# no more /proc/acpi/thermal_zone since Kernel 2.6.37 ?

## lixo1

Dear all,

I just discovered that my machine running kernel 2.6.37-r4 doesn't have anymore the /proc/acpi/thermal_zone/ folder with the temperature file. So my system monitor - temperature (kde 4.4) is not able to output the temperature.

I just installed lm_sensors and it detects my i7 core temperatures without any problem (module coretemp). 

So, do you know if in kernel 2.6.37 they removed this folder? 

How can I obtain the thermal_zone temperature for my kde widget?

Thanks for information.

----------

## Anon-E-moose

Depending on module(s) loaded

for my system

K10 monitor

/sys/class/hwmon/hwmon0/device/temp1_input 

F71889 monitor chip

/sys/class/hwmon/hwmon1/device/temp1_input

/sys/class/hwmon/hwmon1/device/temp2_input

/sys/class/hwmon/hwmon1/device/fan1_input

----------

## lixo1

Ok, thanks.

If someone want to use the kde temperature monitor, you should have installed lm_sensors and add it to USE, recompiling ksysguard.

----------

## richard.scott

I have no /proc/acpi/thermal_zone folder either... I'm not using X so it has nothing to do with KDE.

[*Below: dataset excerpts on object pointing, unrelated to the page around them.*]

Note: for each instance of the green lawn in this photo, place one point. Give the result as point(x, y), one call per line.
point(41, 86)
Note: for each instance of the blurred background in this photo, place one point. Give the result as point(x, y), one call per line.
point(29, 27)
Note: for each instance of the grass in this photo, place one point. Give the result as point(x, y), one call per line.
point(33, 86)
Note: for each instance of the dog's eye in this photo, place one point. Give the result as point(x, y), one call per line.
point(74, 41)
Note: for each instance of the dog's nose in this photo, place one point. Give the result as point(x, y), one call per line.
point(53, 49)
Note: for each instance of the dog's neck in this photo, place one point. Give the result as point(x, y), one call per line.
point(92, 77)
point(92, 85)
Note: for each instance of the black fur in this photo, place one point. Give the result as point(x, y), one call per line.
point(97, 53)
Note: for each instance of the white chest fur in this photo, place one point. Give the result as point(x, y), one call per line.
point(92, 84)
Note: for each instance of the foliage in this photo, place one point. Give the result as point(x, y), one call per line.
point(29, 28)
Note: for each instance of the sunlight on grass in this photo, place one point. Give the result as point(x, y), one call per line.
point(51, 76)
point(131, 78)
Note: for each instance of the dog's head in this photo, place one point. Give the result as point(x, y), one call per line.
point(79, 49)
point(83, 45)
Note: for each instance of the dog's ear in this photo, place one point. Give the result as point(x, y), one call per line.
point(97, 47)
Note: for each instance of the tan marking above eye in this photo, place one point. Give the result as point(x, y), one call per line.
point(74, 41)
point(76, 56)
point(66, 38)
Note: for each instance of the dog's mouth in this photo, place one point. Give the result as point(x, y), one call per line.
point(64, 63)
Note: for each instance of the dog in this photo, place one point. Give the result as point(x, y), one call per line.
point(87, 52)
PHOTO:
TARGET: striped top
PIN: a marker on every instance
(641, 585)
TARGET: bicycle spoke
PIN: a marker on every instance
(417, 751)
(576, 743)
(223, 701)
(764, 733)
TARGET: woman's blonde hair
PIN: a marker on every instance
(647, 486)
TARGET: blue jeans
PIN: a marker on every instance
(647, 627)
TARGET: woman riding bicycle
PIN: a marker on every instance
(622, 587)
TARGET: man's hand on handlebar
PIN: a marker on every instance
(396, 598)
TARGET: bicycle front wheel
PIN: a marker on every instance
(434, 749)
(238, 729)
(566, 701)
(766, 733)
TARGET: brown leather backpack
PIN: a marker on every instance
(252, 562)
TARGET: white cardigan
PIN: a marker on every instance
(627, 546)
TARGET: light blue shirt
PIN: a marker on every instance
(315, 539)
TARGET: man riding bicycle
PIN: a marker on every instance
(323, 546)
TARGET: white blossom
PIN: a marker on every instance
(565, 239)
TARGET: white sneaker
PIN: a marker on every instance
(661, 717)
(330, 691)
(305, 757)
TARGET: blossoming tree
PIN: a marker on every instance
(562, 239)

The system works fine (and has a /proc/acpi/thermal_zone folder) for kernel 2.6.36.x, but in 2.6.37 its not there.

I've used the same config from 2.6.36 to compile 2.6.37 and its no longer there.

----------

## elko

It is kernel related issue. Look for /sys/class/thermal/thermal_zone0/temp and similar files instead. The location in /proc was depracated for some time.

----------